Selon le Baromètre industriel de l’État, coordonné par la Direction générale des Entreprises, la France a enregistré en 2025 un solde positif de +19 entre ouvertures, extensions et fermetures d’usines. Si la dynamique reste favorable, elle marque toutefois un net ralentissement par rapport à 2024 (+88), dans un contexte international dégradé.
Le baromètre mesure semestriellement l’évolution de la réindustrialisation en France, en prenant en compte les ouvertures, les extensions significatives, ainsi que les fermetures ou réductions d’activité, sur la base de leur effectivité industrielle.

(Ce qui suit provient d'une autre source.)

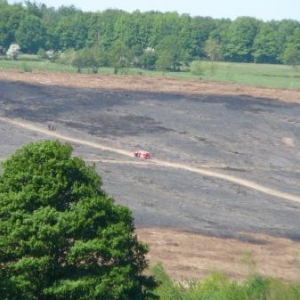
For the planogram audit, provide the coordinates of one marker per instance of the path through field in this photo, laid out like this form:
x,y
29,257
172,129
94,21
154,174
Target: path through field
x,y
222,176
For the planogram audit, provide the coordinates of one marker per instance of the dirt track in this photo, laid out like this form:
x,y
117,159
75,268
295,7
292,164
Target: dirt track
x,y
206,172
225,164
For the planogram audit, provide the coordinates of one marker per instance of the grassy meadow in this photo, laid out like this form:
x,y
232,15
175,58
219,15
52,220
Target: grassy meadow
x,y
260,75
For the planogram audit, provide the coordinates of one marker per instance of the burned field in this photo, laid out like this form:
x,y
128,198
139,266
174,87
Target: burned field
x,y
238,135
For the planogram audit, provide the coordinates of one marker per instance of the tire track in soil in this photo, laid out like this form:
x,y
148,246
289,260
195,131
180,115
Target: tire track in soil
x,y
201,171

En 2025, ce sont principalement les extensions qui soutiennent le solde positif. Au total, 158 extensions significatives ont été recensées. Elles sont comptabilisées au même titre que les ouvertures dès lors qu’elles entraînent un impact substantiel sur le tissu économique local.
Ces extensions correspondent notamment à une augmentation de plus de 40 % de la capacité de production, de la valeur ajoutée ou des effectifs, ou encore à la création pérenne d’au moins 50 emplois. Par symétrie, les réductions significatives d’activité sont également intégrées dans le calcul.
Malgré le ralentissement, les projets industriels restent nombreux sur le territoire. Plusieurs dispositifs publics continuent de soutenir cette dynamique, notamment le crédit d’impôt pour l’industrie verte (C3IV), l’appel à projets « Première usine » du plan France 2030, ainsi que les annonces issues des initiatives Choose France.
Pour 2026, ces dispositifs représentent à eux seuls plus de 150 projets d’usines en construction ou en préparation.
Certains secteurs se distinguent particulièrement. Les industries de la défense, de l’aéronautique et du spatial affichent un solde positif de +19, tandis que l’électronique enregistre +12. Ces dynamiques s’inscrivent notamment dans les politiques d’électrification et de transition écologique.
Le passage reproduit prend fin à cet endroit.